Wellington’s Anglican Cathedral has a new dean. He is the Rev Digby Wilkinson, 49.
His appointment was announced to the cathedral community this morning, and the team charged with finding the new dean are celebrating Digby’s acceptance of the job.
They’re also freely acknowledging that he’s an unusual choice.
For a start, he’s just completed six years leading Palmerston North’s Central Baptist Church.
And although he is an Anglican priest – he was ordained in 2006 – he’s spent the larger part of his 20 years in ministry in Baptist churches.
Then there’s the fact that, 10 years ago, when he was serving as a Baptist pastor in Tauranga, he fell from grace.
He was sentenced to a community service term on a charge of theft, two of insurance fraud, and one of burglary. The surface problem was his addiction to buying mountain bikes, which led to spiralling debt – and arrest and conviction.
That chain of events, he has written, left him “jobless, characterless, close to friendless, alienated, disenfranchised and without hope.”
Paradoxically, he says, it also led him to experience “the full force of real grace”.
“In a strange way,” he has written, “I needed to experience grace and disgrace together. What I learned is we never fall from grace, we can only fall into it – with God, at least.”
After his conviction, he spent two years in Holy Trinity Anglican Church in Tauranga: unable to face people, he’d help mind the crèche where his baby daughter was being cared for, and then slip into church for the Eucharist, which fed him when all else had failed.
At the end of those two years he was asked by the vestry to become a “preaching associate” – and a short time later, Bishop John Bluck asked him to offer himself for ordination.
By this time, too, he was also being sought by Palmerston North’s Central Baptist Church – and with the growing sense that it was important to “finish well” with the Baptist Church, he heeded that call.
Frontrunner
Janet Brown, who is the Dean’s Warden, and who has worshipped at the cathedral for 25 years, says Digby stood out as the obvious choice among the candidates.

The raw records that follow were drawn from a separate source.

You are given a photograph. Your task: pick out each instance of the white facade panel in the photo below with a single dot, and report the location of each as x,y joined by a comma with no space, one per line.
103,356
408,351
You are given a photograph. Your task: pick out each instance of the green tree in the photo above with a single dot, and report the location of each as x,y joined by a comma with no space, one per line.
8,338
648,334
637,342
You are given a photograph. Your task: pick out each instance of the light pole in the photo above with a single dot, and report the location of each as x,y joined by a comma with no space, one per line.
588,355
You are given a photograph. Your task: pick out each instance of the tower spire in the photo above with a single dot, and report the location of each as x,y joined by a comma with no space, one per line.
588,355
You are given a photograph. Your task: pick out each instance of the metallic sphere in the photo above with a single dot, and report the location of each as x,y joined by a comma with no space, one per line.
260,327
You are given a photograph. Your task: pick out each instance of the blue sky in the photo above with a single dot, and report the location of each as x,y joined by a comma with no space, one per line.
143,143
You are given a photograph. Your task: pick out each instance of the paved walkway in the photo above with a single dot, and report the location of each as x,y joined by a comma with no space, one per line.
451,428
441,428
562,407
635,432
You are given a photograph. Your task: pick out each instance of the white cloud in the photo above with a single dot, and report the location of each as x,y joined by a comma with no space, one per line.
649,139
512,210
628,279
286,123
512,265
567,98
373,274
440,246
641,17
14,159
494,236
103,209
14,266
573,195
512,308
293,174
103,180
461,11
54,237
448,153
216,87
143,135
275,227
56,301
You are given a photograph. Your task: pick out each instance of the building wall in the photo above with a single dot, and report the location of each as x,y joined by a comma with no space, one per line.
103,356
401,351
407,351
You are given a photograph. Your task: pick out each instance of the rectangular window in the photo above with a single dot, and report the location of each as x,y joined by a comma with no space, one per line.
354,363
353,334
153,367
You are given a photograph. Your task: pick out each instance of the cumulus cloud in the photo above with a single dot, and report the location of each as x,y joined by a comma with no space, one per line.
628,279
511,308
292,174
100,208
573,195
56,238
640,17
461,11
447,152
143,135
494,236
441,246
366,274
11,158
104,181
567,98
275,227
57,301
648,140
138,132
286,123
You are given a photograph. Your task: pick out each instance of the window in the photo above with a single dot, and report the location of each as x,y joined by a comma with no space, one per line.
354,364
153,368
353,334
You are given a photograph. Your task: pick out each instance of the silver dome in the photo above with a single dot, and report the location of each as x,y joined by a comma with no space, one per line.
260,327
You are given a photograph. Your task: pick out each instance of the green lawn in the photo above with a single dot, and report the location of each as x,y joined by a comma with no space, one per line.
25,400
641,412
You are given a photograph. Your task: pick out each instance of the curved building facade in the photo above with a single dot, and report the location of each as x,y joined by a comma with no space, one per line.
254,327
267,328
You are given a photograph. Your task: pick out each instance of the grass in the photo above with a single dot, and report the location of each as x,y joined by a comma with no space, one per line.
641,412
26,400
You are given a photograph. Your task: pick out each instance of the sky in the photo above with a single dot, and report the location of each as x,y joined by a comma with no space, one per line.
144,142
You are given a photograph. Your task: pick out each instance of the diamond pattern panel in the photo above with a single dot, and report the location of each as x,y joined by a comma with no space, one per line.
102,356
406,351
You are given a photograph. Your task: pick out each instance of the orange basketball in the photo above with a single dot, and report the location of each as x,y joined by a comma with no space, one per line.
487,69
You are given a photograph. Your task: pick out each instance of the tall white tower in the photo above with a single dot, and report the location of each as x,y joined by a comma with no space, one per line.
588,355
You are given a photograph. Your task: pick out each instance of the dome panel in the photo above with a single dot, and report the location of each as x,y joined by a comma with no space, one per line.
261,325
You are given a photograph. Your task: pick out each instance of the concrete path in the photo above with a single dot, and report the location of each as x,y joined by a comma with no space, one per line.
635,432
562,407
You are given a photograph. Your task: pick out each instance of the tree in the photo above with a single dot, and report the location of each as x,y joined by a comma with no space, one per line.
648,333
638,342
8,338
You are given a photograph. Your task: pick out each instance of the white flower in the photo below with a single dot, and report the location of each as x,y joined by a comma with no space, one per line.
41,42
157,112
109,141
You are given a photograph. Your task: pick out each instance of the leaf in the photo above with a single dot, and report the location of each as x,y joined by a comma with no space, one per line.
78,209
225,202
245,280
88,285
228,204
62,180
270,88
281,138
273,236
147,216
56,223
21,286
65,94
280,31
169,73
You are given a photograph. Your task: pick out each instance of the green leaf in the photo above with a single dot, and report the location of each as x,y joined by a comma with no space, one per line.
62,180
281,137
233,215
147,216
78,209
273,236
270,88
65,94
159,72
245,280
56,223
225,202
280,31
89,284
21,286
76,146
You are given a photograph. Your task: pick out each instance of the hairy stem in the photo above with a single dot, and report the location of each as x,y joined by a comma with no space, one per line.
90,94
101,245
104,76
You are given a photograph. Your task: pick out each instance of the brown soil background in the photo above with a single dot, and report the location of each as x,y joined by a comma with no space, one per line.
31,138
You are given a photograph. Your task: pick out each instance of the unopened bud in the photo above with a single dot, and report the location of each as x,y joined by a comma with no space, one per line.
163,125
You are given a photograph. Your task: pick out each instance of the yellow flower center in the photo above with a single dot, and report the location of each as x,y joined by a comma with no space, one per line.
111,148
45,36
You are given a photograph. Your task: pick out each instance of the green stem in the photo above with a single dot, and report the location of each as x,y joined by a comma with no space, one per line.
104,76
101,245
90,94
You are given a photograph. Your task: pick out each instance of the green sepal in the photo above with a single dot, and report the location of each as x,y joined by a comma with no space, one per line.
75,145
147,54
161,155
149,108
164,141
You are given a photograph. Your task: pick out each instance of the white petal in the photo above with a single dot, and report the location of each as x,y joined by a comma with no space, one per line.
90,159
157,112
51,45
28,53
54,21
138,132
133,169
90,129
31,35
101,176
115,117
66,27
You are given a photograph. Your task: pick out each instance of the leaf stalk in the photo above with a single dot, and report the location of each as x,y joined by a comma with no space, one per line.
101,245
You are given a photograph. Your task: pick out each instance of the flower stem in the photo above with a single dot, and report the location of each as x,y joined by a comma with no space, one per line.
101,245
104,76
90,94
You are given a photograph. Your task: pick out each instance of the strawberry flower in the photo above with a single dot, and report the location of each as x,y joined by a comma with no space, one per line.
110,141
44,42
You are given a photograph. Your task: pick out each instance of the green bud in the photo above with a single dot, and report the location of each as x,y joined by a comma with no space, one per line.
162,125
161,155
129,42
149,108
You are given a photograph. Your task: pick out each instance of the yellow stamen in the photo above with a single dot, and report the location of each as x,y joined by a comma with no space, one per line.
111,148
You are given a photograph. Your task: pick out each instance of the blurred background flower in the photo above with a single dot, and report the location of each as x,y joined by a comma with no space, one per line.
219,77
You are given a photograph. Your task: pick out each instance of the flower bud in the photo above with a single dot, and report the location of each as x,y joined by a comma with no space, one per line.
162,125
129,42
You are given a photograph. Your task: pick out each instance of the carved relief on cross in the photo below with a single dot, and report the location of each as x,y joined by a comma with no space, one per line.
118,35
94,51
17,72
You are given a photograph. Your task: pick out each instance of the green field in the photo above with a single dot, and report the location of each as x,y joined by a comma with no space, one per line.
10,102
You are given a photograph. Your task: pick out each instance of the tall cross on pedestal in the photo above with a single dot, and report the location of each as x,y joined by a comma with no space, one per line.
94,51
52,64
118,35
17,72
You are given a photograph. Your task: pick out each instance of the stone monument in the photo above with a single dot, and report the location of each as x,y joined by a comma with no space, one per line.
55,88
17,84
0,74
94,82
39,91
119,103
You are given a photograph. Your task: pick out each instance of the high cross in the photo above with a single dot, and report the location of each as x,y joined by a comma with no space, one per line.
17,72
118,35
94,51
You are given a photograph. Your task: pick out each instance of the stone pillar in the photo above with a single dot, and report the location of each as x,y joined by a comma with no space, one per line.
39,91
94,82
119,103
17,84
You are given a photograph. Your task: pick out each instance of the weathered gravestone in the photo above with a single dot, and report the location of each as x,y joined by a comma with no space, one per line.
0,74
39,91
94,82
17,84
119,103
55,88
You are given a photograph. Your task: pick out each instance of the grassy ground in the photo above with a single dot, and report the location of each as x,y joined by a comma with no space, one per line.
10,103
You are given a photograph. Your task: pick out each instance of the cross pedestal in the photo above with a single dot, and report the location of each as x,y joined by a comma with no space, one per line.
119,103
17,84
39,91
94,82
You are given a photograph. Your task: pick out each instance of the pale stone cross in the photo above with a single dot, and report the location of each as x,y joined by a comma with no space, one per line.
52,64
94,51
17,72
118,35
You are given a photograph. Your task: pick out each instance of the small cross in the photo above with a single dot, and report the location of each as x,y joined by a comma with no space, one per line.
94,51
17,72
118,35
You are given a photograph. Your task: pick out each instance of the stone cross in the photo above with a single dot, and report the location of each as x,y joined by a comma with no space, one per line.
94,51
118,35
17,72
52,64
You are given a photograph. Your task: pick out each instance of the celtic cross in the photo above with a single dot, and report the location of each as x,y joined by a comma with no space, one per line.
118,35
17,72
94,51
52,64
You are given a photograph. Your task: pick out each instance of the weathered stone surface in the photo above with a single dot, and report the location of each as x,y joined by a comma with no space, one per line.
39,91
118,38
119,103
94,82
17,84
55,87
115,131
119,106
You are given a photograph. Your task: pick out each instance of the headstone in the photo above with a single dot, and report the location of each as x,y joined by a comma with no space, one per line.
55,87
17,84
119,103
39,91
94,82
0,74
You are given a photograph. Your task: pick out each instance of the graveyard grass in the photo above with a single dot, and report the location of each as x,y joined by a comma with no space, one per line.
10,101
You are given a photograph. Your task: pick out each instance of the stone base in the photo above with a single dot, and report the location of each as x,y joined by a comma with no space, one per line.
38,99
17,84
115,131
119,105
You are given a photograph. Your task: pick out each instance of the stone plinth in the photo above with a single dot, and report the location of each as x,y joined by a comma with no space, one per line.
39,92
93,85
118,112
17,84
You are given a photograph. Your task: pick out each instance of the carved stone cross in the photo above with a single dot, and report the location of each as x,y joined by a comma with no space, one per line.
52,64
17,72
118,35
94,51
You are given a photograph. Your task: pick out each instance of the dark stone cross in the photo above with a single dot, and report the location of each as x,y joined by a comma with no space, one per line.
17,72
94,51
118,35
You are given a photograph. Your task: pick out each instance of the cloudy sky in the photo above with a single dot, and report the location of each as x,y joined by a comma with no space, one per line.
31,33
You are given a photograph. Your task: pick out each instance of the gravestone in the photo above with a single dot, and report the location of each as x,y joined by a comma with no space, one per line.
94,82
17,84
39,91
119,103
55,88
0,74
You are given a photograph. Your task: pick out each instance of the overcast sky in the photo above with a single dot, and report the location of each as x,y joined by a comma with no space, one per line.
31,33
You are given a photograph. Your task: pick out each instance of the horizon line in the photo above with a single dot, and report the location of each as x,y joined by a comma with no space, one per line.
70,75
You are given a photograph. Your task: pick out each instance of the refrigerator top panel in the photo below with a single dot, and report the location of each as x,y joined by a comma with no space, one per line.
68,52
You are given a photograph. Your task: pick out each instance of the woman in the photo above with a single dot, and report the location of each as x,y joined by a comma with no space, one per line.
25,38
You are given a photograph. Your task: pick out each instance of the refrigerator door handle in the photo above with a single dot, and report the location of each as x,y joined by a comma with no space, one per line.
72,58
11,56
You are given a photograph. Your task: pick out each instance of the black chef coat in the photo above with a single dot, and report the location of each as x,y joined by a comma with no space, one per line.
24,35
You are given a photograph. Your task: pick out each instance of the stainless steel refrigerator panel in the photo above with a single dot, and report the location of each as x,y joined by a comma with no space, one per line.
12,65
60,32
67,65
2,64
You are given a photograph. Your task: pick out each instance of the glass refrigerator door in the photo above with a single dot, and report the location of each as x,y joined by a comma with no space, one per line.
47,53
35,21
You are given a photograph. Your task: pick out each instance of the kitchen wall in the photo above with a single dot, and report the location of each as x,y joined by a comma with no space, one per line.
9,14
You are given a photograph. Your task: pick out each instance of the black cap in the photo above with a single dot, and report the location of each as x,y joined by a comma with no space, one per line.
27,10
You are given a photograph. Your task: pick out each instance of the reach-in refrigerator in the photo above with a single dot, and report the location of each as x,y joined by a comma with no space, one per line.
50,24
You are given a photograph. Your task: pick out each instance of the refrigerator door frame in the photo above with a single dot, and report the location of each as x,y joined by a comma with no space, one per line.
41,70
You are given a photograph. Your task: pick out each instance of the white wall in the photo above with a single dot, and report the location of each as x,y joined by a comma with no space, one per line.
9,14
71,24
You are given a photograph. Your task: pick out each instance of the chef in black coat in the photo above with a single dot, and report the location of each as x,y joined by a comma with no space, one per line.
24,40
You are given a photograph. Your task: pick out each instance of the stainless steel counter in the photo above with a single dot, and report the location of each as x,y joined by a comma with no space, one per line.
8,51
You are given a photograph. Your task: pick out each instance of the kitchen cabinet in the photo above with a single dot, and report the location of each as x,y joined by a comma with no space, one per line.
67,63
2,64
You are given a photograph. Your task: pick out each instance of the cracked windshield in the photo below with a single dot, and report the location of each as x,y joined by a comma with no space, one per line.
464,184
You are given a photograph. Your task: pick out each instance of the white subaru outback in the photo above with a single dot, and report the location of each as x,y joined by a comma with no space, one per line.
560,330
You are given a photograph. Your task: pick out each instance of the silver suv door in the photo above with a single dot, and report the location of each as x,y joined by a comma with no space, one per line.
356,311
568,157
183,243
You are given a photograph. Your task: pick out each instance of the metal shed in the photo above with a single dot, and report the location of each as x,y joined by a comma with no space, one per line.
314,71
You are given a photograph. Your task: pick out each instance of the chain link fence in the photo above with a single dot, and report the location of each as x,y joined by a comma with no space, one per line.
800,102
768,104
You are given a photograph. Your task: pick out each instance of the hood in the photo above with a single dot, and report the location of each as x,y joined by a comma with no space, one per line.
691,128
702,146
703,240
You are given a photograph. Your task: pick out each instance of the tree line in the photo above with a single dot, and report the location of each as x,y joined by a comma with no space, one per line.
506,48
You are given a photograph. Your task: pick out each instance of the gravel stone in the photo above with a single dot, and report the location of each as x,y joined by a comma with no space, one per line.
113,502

“All of us on the nominating team,” she says, “were of one mind about that.”
Digby began his working life as a fitter and turner, had reeled in his MA Hons in Social Science along the way to his successful leadership of the Palmerston North church – and Janet says the nominators saw a “wonderful mix of strategic depth and the pragmatic” in him.
“We also saw the breadth and depth of his intellect, his grasp, his reading, his thinking. We loved his work growing worshipping communities, particularly young adults and families, and we loved the way he does that work with his wife Jane.”
Janet acknowledges that in the light of Digby’s past, some may raise their eyebrows.
“Because of my professional background – I come from a discipline that requires you to manage risk – I’ve thought carefully about those things. We, the nominators, are confident in our choice.
“And if we cannot see and hear and understand the power of redemption in a story like his, then in my view, we should shut up shop.”
“It’s been a long journey for Digby. And it’s been done in the most extraordinary state of humility and faith – having overreached himself, and made major errors, he has grown enormously, not just into grace, but into his abilities.
“And he would not have grown into that grace, nor developed those abilities, had he not had the crisis and been broken in that way.”
The Bishop of Wellington, Justin Duckworth, is also convinced that Digby has the goods.
“He caught us out of left field, really.
“I’m confident that Digby will honour the solid foundations of the cathedral’s past and present, and he will build on them. He is the person to lead the exploration of what being a cathedral in the capital city means in the 21st century.”
And the man himself? He says the idea of becoming the Dean blindsided him, too:
Exactly one year ago today, he was in the throng in Wellington cathedral at Justin Duckworth’s ordination. He couldn’t see what was going on up the front. So his mind wandered – and out of nowhere, a question formed in his head:
“What would it be like,” he wondered, “to be the Dean of a cathedral?”
He didn’t even know, then, that his predecessor, Frank Nelson, had resigned.
The great task facing the church
So what is Digby Wilkinson’s vision for being Dean?
“I’ve always been of the mind that before making grand plans, you need to know all those things that God has placed in your hands. You need to know the people, the issues, the context and the culture. Understanding those will be my first, prayerful task.
“Cathedrals are complex communities: on one hand they provide a ‘sacred space’ for the city, and on the other, they are a distinct worshipping community.
Aligning “the public face and inner life of the Cathedral,” is a key, he thinks.
He says he also sees the need to “continue and enhance” the Cathedral’s worship and education – to see that the mix of the cathedral congregation reflects the city at large. Reaching out to children, youth, young adults and families, he says, “will run alongside current ministry and not replace it – though, over time, it may inform it.”
“The great task of the Anglican Church in New Zealand is to take the very best of Anglican liturgical tradition,” he says, “and to make it accessible to a new generation.”
Digby and Jane Wilkinson have three children: Mitchell, who is 20, Elliot, 17 and Lucy, 11. Digby will continue his ministry at Palmerston North Central Baptist until Christmas Day.